Na Amazônia, o avanço da agroindústria por meio da compra e venda de terras tem ameaçado os territórios tradicionalmente ocupados por comunidades quilombolas. Essa disputa tem gerado conflitos variados, sejam eles agrários, ambientais, sociais, o que coloca a questão dos direitos quilombolas em debate.

As pesquisas desenvolvidas por Rosa Acevedo e Edna Castro destacam a existência de comunidades negras em diferentes partes da Amazônia e da importância social do saber tradicional dessas comunidades para o equilíbrio dos recursos ambientais. Trazem à tona relação com o espaço natural que construíram ao longo dos anos, destacando não só os conhecimentos tradicionais em lidar com a terra e com os recursos naturais, mas a luta desses povos pelo direito do território oficialmente reconhecido (ACEVEDO; CASTRO, 1998).

A resistência no território marca a história das comunidades quilombolas ao longo do tempo. A pesquisa realizada sobre os quilombolas de Abacatal, no município de Ananindeua, em plena região metropolitana de Belém, discute a legitimidade do direito ao território por meio da herança. “Dessa forma, a herança corresponde a um corpus que compreende as terras, os objetos e as posições das famílias e do grupo ampliado, mais do que indivíduos” (ACEVEDO; CASTRO, 2004, p. 39).

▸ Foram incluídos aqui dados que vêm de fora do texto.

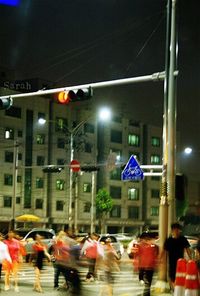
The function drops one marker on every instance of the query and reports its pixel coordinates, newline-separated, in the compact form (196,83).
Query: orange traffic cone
(179,289)
(191,280)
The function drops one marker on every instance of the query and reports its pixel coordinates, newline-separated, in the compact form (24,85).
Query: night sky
(70,42)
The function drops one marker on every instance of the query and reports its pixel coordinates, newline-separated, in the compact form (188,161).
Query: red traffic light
(75,165)
(65,97)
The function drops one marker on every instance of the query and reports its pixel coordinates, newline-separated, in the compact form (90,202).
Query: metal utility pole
(171,172)
(92,204)
(71,180)
(167,199)
(15,168)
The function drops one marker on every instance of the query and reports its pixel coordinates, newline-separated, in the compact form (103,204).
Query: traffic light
(65,97)
(5,103)
(89,169)
(180,186)
(52,169)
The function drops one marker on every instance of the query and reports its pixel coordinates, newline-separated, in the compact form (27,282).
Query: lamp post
(15,168)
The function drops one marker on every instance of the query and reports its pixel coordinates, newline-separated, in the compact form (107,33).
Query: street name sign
(132,171)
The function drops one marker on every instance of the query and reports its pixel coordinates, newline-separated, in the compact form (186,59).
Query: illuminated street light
(104,114)
(188,150)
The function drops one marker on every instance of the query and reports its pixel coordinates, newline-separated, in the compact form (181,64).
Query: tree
(104,204)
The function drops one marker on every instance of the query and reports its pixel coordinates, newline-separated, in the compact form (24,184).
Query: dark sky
(71,42)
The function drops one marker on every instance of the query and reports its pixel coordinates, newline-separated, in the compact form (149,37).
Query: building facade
(28,147)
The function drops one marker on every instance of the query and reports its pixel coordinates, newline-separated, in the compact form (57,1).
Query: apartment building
(27,147)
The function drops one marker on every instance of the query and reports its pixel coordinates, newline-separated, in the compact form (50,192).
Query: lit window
(39,182)
(88,147)
(117,152)
(89,128)
(133,193)
(8,179)
(60,161)
(155,193)
(40,160)
(13,112)
(155,159)
(133,140)
(9,133)
(87,187)
(133,212)
(115,212)
(154,211)
(40,139)
(19,179)
(7,201)
(115,174)
(61,143)
(59,205)
(18,199)
(87,207)
(115,192)
(155,178)
(116,136)
(60,184)
(117,119)
(155,141)
(8,156)
(20,134)
(39,203)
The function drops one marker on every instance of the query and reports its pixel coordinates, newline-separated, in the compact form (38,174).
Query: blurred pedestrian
(90,251)
(107,267)
(65,263)
(60,257)
(147,252)
(13,267)
(175,246)
(40,252)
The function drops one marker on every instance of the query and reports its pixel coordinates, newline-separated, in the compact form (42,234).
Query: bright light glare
(104,114)
(188,150)
(41,120)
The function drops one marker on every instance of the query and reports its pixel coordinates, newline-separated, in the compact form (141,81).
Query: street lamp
(188,150)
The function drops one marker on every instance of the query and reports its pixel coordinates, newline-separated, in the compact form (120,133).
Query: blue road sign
(132,171)
(9,2)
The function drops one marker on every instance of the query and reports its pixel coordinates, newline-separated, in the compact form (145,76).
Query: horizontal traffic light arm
(158,76)
(89,168)
(65,97)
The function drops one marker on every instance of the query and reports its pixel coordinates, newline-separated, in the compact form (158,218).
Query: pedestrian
(175,246)
(147,253)
(65,254)
(60,257)
(14,249)
(90,251)
(39,254)
(4,253)
(108,266)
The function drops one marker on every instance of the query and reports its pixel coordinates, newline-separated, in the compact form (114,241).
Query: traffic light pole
(159,76)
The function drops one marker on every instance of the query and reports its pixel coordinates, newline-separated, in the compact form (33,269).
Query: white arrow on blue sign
(132,171)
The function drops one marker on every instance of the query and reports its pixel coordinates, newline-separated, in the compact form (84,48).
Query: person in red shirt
(147,253)
(15,254)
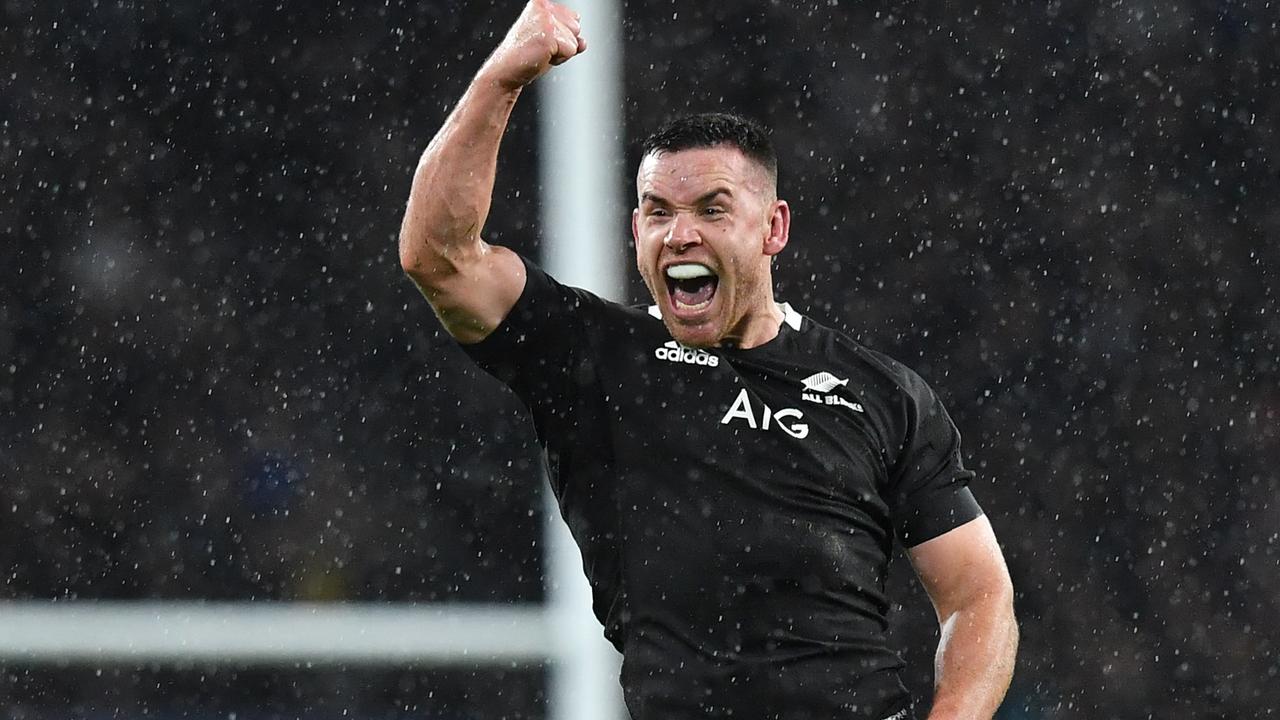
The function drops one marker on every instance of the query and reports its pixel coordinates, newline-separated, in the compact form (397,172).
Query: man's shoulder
(853,355)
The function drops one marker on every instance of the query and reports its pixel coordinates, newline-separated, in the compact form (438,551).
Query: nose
(682,235)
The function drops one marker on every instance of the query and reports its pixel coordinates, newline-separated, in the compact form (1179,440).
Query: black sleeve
(544,351)
(929,486)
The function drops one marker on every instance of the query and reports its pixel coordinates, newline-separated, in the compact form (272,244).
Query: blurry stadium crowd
(214,382)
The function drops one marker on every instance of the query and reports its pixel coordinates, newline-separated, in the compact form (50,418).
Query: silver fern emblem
(823,382)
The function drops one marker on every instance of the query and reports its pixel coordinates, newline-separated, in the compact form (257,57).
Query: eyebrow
(702,200)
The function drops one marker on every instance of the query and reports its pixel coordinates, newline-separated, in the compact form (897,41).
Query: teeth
(689,270)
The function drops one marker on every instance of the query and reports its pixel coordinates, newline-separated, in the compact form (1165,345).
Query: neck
(755,328)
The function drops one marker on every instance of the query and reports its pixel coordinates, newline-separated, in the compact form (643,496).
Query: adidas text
(672,351)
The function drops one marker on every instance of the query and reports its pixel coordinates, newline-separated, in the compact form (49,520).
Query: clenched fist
(544,35)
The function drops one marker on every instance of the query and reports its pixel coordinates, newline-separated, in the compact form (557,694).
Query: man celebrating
(734,473)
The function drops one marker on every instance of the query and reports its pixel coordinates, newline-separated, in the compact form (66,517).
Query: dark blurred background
(216,383)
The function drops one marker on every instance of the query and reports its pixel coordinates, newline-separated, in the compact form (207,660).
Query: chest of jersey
(740,470)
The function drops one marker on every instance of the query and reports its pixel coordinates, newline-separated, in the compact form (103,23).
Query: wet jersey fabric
(735,507)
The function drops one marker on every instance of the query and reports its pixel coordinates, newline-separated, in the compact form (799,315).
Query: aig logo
(675,352)
(786,419)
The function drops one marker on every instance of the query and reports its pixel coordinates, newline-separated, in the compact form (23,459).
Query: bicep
(472,295)
(961,566)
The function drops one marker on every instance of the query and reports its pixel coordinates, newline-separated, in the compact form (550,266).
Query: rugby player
(734,473)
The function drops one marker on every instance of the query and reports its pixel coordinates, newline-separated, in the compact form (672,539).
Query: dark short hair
(708,130)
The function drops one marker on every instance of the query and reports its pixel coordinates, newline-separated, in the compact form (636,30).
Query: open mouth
(691,286)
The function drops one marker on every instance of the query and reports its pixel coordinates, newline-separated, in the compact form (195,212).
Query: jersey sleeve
(929,486)
(544,351)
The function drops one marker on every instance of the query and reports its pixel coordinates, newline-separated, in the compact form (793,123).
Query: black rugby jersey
(735,507)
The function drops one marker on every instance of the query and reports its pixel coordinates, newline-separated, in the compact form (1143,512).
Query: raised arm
(470,283)
(967,579)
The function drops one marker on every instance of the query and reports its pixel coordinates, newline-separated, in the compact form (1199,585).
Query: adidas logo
(672,351)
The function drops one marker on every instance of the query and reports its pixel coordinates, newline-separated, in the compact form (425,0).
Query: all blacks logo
(672,351)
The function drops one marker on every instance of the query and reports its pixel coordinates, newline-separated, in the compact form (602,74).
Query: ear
(780,228)
(635,232)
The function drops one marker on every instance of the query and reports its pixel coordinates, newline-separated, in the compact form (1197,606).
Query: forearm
(453,182)
(976,659)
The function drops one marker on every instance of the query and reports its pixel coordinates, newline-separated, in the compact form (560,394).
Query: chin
(693,336)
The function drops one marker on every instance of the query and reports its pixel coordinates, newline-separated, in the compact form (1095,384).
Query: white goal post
(275,633)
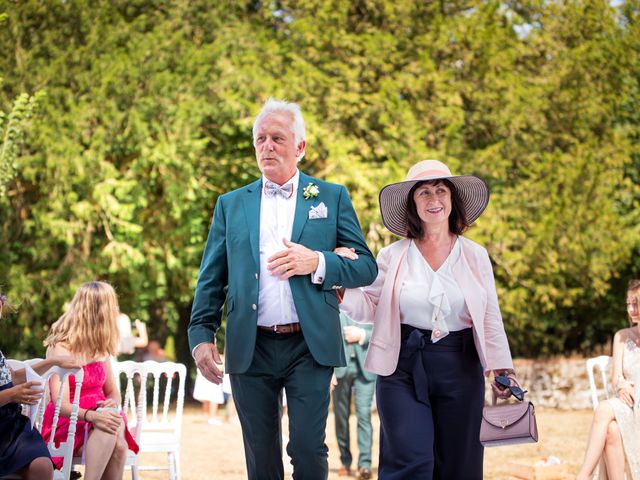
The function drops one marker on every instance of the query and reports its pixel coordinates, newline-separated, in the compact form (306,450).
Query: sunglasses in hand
(502,381)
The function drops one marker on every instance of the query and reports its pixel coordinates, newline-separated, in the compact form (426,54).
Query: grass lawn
(216,452)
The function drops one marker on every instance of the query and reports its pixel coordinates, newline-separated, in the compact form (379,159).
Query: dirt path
(216,452)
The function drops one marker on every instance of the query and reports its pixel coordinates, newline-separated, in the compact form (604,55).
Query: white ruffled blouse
(433,300)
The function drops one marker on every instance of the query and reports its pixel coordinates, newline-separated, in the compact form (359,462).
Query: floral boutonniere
(310,191)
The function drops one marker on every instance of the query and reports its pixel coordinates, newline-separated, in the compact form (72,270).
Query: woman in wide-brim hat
(437,326)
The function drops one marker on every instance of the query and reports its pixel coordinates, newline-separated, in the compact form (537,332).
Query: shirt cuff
(193,352)
(317,277)
(363,336)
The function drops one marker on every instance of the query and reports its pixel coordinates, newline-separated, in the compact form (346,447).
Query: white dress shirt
(442,292)
(275,301)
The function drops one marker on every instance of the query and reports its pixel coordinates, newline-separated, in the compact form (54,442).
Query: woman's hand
(625,393)
(106,421)
(345,252)
(65,361)
(502,391)
(107,403)
(28,393)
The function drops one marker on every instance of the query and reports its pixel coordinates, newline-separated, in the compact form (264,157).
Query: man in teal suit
(269,256)
(354,379)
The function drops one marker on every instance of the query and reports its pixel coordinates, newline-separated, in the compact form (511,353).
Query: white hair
(282,106)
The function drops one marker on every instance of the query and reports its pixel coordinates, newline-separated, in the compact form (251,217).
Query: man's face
(276,149)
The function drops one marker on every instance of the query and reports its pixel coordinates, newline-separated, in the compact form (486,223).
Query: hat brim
(473,193)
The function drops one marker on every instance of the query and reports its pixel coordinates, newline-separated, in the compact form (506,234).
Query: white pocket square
(318,212)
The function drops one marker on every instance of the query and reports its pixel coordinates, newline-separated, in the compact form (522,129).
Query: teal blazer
(230,268)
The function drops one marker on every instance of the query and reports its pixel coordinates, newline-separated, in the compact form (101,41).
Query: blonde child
(88,332)
(22,449)
(616,422)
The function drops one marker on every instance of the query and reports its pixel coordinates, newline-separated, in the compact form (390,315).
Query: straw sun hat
(473,193)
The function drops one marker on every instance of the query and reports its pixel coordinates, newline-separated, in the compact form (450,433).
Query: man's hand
(353,334)
(296,259)
(208,361)
(345,252)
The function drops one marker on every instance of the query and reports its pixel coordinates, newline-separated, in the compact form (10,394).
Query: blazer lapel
(251,205)
(462,271)
(302,207)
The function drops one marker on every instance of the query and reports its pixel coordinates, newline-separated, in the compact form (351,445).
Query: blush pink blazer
(378,303)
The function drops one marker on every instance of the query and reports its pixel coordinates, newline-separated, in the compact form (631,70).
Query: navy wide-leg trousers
(430,409)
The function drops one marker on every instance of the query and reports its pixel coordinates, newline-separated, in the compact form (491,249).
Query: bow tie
(271,189)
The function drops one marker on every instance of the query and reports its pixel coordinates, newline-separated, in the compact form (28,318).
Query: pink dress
(91,393)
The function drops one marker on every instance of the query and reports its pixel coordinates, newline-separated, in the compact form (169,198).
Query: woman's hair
(457,218)
(634,286)
(90,325)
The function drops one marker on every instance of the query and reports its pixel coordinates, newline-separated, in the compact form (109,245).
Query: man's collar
(295,180)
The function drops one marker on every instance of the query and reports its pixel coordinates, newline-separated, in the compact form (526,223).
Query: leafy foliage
(147,119)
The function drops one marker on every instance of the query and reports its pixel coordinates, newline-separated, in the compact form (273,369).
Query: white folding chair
(162,426)
(27,410)
(601,363)
(65,449)
(134,402)
(132,405)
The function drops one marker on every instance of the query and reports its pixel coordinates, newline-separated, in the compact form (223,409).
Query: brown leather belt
(286,328)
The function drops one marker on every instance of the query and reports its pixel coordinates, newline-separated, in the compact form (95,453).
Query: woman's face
(633,306)
(433,203)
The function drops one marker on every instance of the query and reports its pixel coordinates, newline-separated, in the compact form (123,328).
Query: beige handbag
(508,424)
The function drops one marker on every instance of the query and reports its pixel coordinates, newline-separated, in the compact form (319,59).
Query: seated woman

A pesquisa produzida sobre os negros do Trombetas, no município de Oriximiná evidencia a formação do território quilombola naquele espaço, desde a formação dos primeiros quilombos, a importância dos castanhais, o modo de vida e o conflito territorial com a chegada de empresas privadas e a criação de reservas. Para Acevedo e Castro, a chegada de empresas mineradoras naquele espaço se fazem por duas dimensões,

A primeira, negação da ocupação anterior do território, o que chamamos de invisibilidade expropriadora; segunda, a inversão da concepção de direito pois a empresa subverte regras e estatuto da presença étnica ou socialmente definida como cabocla na área, impondo outra relação social e do homem com a natureza (ACEVEDO; CASTRO, 1998, p. 221).

Em um trabalho mais recente, Acevedo discute o processo de resistência quilombola perante o avanço de fazendeiros e grandes empresas, como no caso do conflito fundiário entre

quilombolas da comunidade de Jambuaçu e a empresa Vale no município de Moju, em que a autora explica:

Diante situações históricas novas, os agentes sociais reinterpretam no substrato desse forte enraizamento territorial, as formas de garantir a permanência e integridade do território, associado à construção da identidade quilombola e o reconhecimento de uma maneira distinta pelos outros (ACEVEDO, 2011, p. 52).

Para a compreensão do universo social dos quilombolas é necessário levar em consideração os arranjos culturais e organizacionais que os constituem enquanto sujeitos de direitos. A posse do território, o acesso à políticas públicas e sobretudo o reconhecimento de sua etnicidade se apresentam neste momento como instrumento de luta frente aos agentes hegemônicos e suas formas de expropriação e subordinação.

A titulação e manutenção das terras com títulos quilombolas continua sendo principal reivindicação dessas comunidades na Amazônia. No segundo Encontro Estadual de Quilombos no Pará, em 2008, identificou-se problemas enfrentados pelos encontristas como: falta de titulação, falta de documentação necessária para o processo de regularização, falta de ação e morosidade dos órgãos fundiários e ambientais, falta de antropólogos, excesso de burocracia (SANTANA, 2010).